Sun | Jul 22, 2018

Shaw holds back tax axe - No new revenue measures this fiscal year

Published:Friday | March 9, 2018 | 12:00 AMEdmond Campbell/Senior Gleaner Writer
Finance and the Public Service Minister Audley Shaw parading the tax book before Parliament with ‘No new taxes’ emblazoned on it.

Armed with the traditional pink book, which usually contains the dreaded revenue measures, Finance and the Public Service Minister Audley Shaw yesterday paraded the tax book before Parliament. But on the cover was emblazoned 'No new taxes'. Shaw, in his inimitable 'man-a yaad' style, led Government members in a chorus of 'No new taxes!' as they seemingly taunted their opposition counterparts in parliamentary banter.

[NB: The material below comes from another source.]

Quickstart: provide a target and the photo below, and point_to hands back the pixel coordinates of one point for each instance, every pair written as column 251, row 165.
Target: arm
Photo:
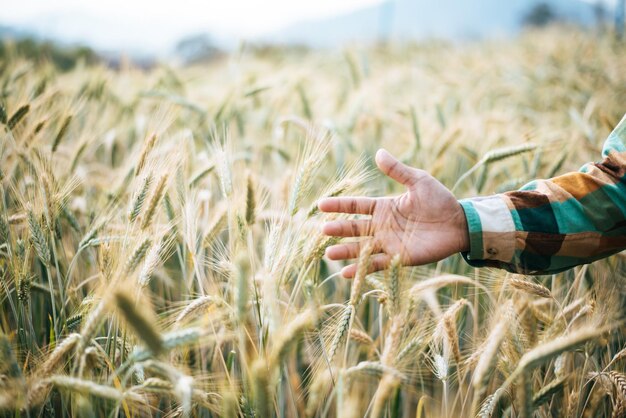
column 552, row 225
column 546, row 227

"Every year, the tax measures have been put in a little pink book, so I ordered the pink book this morning (yesterday), and I told them to write on it 'No revenue measures for Fiscal Year 2018-2019. Read my lips, 'No new taxes'," Shaw related.

According to the finance minister, "For the first time in 14 years, there is some relief for the Jamaican people. This administration has taken the decision that there will be no new taxes imposed on the people of Jamaica in our budget for the Fiscal Year 2018-2019 budget year," Shaw declared to heavy thumping of the desks by government MPs.

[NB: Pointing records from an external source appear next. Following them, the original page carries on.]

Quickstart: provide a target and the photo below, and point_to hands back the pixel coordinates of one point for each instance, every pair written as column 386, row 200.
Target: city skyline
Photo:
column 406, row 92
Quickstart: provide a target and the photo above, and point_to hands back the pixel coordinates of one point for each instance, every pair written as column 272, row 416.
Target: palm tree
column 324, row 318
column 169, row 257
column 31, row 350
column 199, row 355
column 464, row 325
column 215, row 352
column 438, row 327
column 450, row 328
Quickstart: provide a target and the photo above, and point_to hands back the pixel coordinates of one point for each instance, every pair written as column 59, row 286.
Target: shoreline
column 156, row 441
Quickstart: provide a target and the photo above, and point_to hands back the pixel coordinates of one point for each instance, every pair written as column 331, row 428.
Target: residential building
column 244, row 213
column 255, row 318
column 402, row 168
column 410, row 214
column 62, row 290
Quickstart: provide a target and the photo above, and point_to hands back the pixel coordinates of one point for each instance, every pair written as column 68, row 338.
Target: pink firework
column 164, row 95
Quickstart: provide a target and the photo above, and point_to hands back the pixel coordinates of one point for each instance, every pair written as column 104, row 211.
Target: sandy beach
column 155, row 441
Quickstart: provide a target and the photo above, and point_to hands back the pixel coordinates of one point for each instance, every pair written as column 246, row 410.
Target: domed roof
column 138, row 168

He noted that for years, with the exception of 2004-2005, the Jamaican people have had to face increased taxes. Shaw told his parliamentary colleagues that with increased compliance measures, tax revenue has been buoyant.

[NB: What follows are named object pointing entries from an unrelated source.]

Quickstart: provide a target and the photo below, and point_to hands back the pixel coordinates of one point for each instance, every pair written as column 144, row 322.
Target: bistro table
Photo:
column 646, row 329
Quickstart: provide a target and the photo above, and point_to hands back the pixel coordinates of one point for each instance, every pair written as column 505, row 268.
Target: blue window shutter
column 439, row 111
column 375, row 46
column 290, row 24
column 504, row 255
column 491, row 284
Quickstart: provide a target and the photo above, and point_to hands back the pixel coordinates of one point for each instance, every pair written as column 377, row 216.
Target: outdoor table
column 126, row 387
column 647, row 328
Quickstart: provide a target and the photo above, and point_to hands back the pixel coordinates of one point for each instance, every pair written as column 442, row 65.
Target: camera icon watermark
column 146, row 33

Explaining how the Government would finance the Budget for the new fiscal year, Shaw noted that

- revenue and grants are forecast at $590.6 billion, or 29.3 per cent of Gross Domestic Product (GDP).

- tax revenue is budgeted at $518.4 billion and is expected to account for 87.8 per cent of total revenue grants.

- non-tax revenue for 2018-2019 was projected to be $60.9 billion or three per cent of GDP, representing a 14 per cent increase over the revised estimates for fiscal year 2017-2018.

- capital revenue is programmed to be $2.1 billion, representing a 45.1 per cent decline, compared with projected inflows for the 2017-2018 financial year.

- grants are projected at $9.1 billion, representing 0.4 per cent of GDP, reflecting an increase of 101 per cent.

The Government is projecting to spend approximately $773.7 billion in the new fiscal year, which begins on April 1. This is $31.8 billion less than the $805.5 billion budgeted for the 2017-2018 fiscal year.